Weeding out Virginia’s new marijuana laws: Legalizing possession a start, but more needs to be done, advocates say

Marijuana in Virginia

PORTSMOUTH, Va. (WAVY) — July 1 marked the advent of Virginia leading the South in legalizing marijuana possession. For 51 years, since 1970, pro-pot supporters have pushed for this day. 

It’s not a perfect law, but supporters will take it and not look a “gift horse in the face.” More legislation and revisiting many sections of the new law will take place in the General Assembly in January. 

On Thursday morning, WAVY met up with William, who was smoking marijuana at home out of public view.   

“Now we are able to do this,” says William, who lights up a rolled marijuana cigarette. 

“Yes, there is a sense of liberation with each inhale,” he says after being asked whether he feels different smoking what is finally legal.

Full coverage: WAVY’s Marijuana in Virginia page

“It feels good not to have to hide it in our houses and keep it all a secret.” 

The big parts of the new law allow for those who want to take a smoke in Virginia to do so with some restrictions.  

Those who are over 21 can have up to an ounce. You can’t smoke in public, and you can’t offer it to others in public.  

You can grow four plants per household, not per person, but those plants can’t be visible from the street. 

“I have been working on this for three terms now,” says Portsmouth Delegate Steve Heretick (D). 

If there is a father of Virginia’s new marijuana law, it could be Del. Heretick.  

“When I introduced these bills, you could hear the crickets chirping. They were killed in nanoseconds.” 

It is clear that politically this would not have happened had Democrats not taken over the General Assembly in recent years. The final bills to legalize were voted on along party lines. Democrats want it and Republicans voted no.  

Heretick admits there’s work to do.

“There are a number of conflicts: for example, beginning July first of this year it is legal to possess marijuana, it is legal to grow four plants per household, but it is not legal to buy or sell marijuana.” 

To get the law across the finish line, it was conceded that buying and selling would be scheduled to begin July 2024 under the authority of the Cannabis Control Authority Board and not the ABC Board.

You can’t buy seeds, which you need to grow the 4 plants per household, but a friend can give you the seeds as long as you don’t pay for them.  

You can’t transport marijuana in a vehicle unless it’s in a sealed container in the trunk of a car. If you have a vehicle that doesn’t have a trunk, then the marijuana must be sealed in a container on the floor behind the last row of seats.  

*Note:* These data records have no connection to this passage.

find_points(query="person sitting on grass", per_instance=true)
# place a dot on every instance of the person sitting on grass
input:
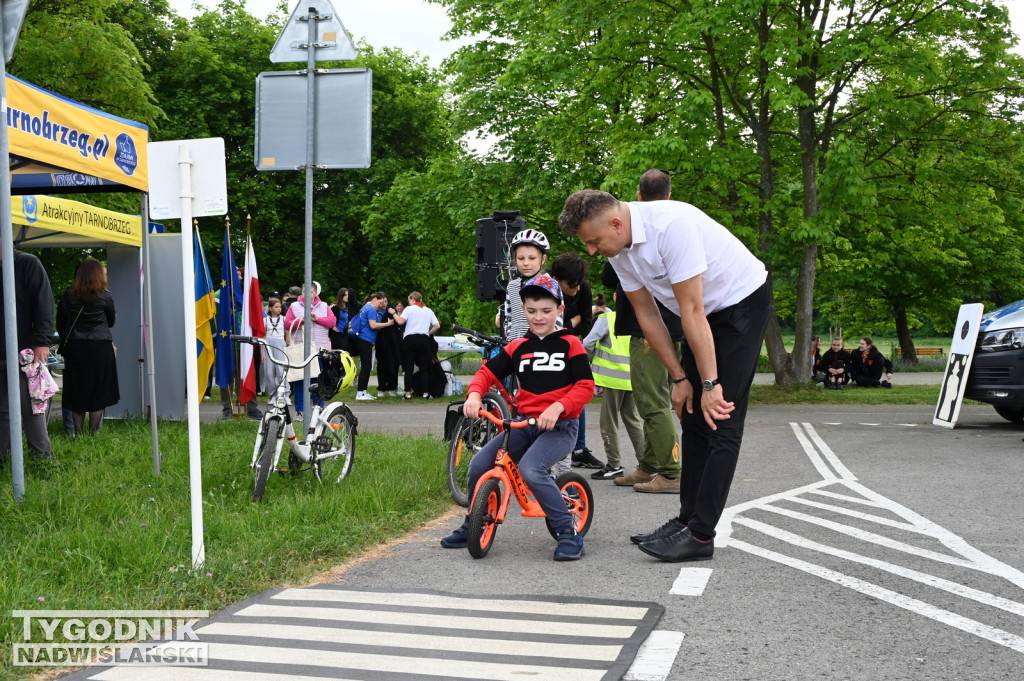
(838, 363)
(555, 383)
(867, 364)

“NORML VIRGINIA has been working for over 50 years to reform marijuana laws,” says NORML Executive Director Jenn Michelle Pedini. 

NORML, the National Organization for the Reform of Marijuana Laws, is still concerned about recreational users being fired or not hired to jobs due to marijuana use. As part of the agreement to get the law passed, if the job does not permit the use of marijuana as a condition of employment, then that governs.   

It should also be noted that marijuana remains illegal at the federal level, which complicates anything dealing with the federal level of government.

“We have to ensure continued expungement in clearing past convictions of peoples records,” Pedini adds.

That is another complicated point. 

“I became a felon at an early age for possessing marijuana,” Norfolk resident Charles Rasputin admitted in a sit-down interview. 

For about 20 years Rasputin has helped lead the charge to legalize marijuana. He’s had his rights restored, but looks for his record to be expunged. 

“I have found my way into a productive life. I wanted to use my talents for communicating, for organizing to help keep young people away from that sort of trouble dealing with cannabis. If I could guide my state and region into a place that is safer for everyone then that’s what I wanted to do.” 

“We know by pulling marijuana out of the shadows, it will actually improve public safety,” noted Norfolk Deputy Commonwealth’s Attorney Ramin Fatehi, who wrote the first policy in Hampton Roads to not prosecute simple possession of marijuana. He is running unopposed to become Norfolk’s next commonwealth’s attorney in the November elections.  

“It is also going to violence because there are marijuana dealers who become targets for violence, there are home invasions and the theft of cash.” 

10 On Your Side asked Fatehi whether Norfolk will bring people in for illegal seeds transported across state lines, having more than four plants in a household, or any of the other nuances of the law. 

“I have a tough time seeing doing that for someone acting responsibly and is not a dealer.” 

That brings us back to William, who’s celebrating Thursday something for him more important than legalizing marijuana.

“My son was also born on July 1, which is epic. I think that is pretty cool.”